Cetuximab Active in Colon Cancer

September 1, 2002

ORLANDO-The chimeric mono-clonal antibody cetuximab (Erbitux, also known as C225, ImClone Systems) has modest single-agent activity in irinotecan (Camptosar)-refractory colorectal cancer expressing epidermal growth factor receptor (EGFR), researchers said at the American Society of Clinical Oncology 38th Annual Meeting (abstract 504).

ORLANDO—The chimeric mono-clonal antibody cetuximab (Erbitux, also known as C225, ImClone Systems) has modest single-agent activity in irinotecan (Camptosar)-refractory colorectal cancer expressing epidermal growth factor receptor (EGFR), researchers said at the American Society of Clinical Oncology 38th Annual Meeting (abstract 504).

The most significant toxicities of cetuximab, which selectively binds to EGFR, are allergic reactions and an acne-like rash, said Leonard Saltz, MD, of Memorial Sloan-Kettering Cancer Center. "As would be expected from a monoclonal antibody, the typical cytotoxic toxicities [ie, hematologic, gastrointestinal] are virtually absent," he said.

One year earlier at ASCO, Dr. Saltz reported that cetuximab was effective in combination with irinotecan in patients with EGFR-positive disease who had already failed prior irinotecan therapy, with a response rate of 22%. This year, he reported a response rate of 10% for cetuximab monotherapy in that setting.

"C225 is active both as a single agent and in combination with CPT-11 [irino-tecan]," Dr. Saltz said. "Further studies will be needed to define optimal strategies for use of this agent."

According to David Cunningham, MD, of the Royal Marsden MHS Trust, London and Surrey, UK, the present study demonstrates "important activity" for cetuximab monotherapy in colorectal cancer resistant to chemotherapy. "The response rate may be lower than when combined with irinotecan," Dr. Cun-ningham said. "However, single-agent cetuximab is well tolerated and may be suitable for a wider range of patients."

Investigators evaluated cetuximab/irinotecan first because in prior preclinical studies, the combination produced tumor regression in colon cancer xenografts, while cetuximab alone appeared less active than the combination (albeit more active than saline control).

"So, it’s perfectly appropriate that we undertook the most interesting combination first," Dr. Saltz said. "But now we need to look at what can happen with cetuximab alone."

Dr. Saltz and his colleagues evaluated cetuximab monotherapy in 57 patients with colorectal cancer that had progressed on irinotecan or irinotecan-based chemotherapy. All had tumors that were immunohistochemically positive for EGFR. Treatment included diphenhydramine premedication plus a cetuximab test dose on the first day of treatment. On that same day, patients received a loading dose of 400 mg/m2 of cetuximab. Subsequently, they received weekly
doses at 250 mg/m2.

Partial responses were seen in 6 patients (10.5%), while 21 (36.8%) had stable disease or a minor response. Median time to progression was 50 days (range, 14 to 211 days). As of the ASCO presentation, median survival had not been reached.
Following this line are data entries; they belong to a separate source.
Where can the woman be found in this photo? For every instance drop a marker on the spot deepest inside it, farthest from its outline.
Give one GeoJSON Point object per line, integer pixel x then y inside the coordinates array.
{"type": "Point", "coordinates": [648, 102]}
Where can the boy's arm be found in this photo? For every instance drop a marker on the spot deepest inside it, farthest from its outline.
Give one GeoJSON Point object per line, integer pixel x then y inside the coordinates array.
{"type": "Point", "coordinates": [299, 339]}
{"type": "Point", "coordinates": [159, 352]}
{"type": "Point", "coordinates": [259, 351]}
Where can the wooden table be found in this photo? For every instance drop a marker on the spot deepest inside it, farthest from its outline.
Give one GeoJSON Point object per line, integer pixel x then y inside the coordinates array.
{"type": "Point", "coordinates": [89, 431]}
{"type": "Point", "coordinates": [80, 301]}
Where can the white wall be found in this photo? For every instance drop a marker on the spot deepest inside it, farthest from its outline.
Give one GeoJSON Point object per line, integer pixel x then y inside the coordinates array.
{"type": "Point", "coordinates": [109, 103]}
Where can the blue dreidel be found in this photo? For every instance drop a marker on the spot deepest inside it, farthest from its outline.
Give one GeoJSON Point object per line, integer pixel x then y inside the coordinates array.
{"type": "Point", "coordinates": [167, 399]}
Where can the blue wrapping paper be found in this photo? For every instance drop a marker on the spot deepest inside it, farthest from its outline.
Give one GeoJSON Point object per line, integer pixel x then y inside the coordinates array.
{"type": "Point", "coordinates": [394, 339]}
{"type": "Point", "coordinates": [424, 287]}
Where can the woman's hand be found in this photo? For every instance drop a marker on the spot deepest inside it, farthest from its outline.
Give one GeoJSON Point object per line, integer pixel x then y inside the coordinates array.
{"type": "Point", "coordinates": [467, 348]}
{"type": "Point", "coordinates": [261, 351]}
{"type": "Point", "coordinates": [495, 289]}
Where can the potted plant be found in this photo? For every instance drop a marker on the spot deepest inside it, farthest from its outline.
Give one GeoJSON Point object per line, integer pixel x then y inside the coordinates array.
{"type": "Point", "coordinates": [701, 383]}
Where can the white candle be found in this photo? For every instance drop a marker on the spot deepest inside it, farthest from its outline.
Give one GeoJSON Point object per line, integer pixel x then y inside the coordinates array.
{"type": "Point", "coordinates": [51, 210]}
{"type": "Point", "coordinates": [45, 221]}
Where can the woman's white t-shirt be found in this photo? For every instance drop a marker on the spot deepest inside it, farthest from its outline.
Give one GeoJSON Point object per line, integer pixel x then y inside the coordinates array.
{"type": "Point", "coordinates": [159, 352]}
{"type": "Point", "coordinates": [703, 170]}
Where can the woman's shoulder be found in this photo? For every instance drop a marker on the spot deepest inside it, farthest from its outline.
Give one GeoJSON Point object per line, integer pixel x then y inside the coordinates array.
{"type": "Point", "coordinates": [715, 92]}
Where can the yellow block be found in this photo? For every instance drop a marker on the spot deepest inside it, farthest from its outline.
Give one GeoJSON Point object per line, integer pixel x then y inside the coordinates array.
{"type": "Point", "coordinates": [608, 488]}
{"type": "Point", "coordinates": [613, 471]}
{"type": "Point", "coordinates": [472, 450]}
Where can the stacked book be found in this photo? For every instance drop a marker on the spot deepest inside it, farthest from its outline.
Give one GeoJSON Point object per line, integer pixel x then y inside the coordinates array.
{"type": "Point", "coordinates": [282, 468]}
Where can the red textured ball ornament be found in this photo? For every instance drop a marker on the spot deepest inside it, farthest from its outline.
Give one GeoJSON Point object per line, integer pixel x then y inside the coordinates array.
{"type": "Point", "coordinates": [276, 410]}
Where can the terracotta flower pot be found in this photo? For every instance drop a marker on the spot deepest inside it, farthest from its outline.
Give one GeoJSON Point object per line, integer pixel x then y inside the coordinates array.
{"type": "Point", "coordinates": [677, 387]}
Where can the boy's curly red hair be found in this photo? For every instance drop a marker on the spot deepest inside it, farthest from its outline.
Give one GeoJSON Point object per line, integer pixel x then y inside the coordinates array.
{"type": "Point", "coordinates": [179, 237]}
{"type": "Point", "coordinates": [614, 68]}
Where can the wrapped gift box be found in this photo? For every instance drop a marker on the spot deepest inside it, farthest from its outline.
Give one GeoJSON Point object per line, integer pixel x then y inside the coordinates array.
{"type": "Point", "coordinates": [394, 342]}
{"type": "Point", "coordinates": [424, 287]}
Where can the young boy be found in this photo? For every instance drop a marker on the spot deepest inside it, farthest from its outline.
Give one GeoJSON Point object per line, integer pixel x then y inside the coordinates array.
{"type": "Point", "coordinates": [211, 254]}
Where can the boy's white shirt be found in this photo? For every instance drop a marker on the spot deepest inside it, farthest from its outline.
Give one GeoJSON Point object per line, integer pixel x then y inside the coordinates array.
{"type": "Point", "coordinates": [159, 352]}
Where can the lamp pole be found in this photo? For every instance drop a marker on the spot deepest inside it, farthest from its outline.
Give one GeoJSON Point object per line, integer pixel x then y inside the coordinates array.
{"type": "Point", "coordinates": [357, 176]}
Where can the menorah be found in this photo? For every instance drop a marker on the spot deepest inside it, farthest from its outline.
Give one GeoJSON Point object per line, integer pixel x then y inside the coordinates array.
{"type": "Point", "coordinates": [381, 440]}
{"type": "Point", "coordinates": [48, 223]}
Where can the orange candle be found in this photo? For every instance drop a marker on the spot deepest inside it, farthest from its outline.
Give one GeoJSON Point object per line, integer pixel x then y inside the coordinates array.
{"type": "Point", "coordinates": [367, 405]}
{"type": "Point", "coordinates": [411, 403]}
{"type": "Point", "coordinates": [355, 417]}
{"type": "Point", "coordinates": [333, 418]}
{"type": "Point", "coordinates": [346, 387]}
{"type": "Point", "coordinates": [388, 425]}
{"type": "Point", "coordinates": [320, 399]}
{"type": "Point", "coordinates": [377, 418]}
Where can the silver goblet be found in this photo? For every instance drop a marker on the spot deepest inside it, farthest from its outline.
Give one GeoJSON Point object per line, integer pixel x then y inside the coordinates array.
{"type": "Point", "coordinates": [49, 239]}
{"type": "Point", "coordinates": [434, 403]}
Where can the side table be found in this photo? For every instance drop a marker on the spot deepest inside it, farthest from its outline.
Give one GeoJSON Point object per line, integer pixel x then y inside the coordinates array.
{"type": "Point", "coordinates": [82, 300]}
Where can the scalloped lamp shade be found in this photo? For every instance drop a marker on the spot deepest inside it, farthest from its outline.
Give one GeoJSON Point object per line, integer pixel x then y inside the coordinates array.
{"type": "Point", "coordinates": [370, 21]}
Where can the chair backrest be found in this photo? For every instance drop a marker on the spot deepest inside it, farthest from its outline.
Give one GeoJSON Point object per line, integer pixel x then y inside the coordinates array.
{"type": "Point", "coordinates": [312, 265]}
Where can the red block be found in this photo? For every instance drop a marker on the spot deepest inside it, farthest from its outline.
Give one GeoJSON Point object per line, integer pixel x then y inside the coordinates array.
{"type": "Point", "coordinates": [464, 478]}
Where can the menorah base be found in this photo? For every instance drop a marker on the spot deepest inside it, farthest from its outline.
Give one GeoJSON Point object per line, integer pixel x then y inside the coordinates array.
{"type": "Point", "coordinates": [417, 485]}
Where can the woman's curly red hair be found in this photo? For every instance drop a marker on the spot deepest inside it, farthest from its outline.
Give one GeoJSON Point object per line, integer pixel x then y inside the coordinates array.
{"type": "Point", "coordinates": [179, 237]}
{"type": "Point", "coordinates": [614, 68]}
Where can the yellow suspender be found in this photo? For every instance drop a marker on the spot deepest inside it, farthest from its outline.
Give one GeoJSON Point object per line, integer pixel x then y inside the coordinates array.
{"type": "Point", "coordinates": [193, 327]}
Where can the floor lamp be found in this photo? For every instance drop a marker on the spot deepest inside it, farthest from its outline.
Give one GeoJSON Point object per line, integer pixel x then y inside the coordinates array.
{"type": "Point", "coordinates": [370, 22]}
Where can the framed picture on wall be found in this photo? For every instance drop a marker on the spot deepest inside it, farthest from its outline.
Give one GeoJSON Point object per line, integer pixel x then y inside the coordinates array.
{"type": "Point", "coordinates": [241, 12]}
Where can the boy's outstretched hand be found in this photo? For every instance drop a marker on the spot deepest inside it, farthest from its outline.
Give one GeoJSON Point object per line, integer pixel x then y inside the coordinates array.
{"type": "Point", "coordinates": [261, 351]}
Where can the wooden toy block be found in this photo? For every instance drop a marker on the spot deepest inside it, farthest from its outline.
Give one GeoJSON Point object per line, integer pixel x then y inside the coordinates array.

Three patients experienced allergic reactions (two cases were grade 3-4). No neutropenia or thrombocytopenia has been seen. Other adverse effects included diarrhea (25% all grades, 0% grade 3-4) and nausea/vomiting (46% all grades, 4% grade 3-4).

One common toxicity was an acne-like rash (86% of patients, 18% grade 3-4), which investigators now consider a class effect for EGFR inhibitors. Dr. Saltz said it appears to peak 3 to 4 weeks after treatment and then improve spontaneously somewhat. There is no standard, confirmed treatment for this rash. "The application of antibiotics has been tried, but not systematically," he said.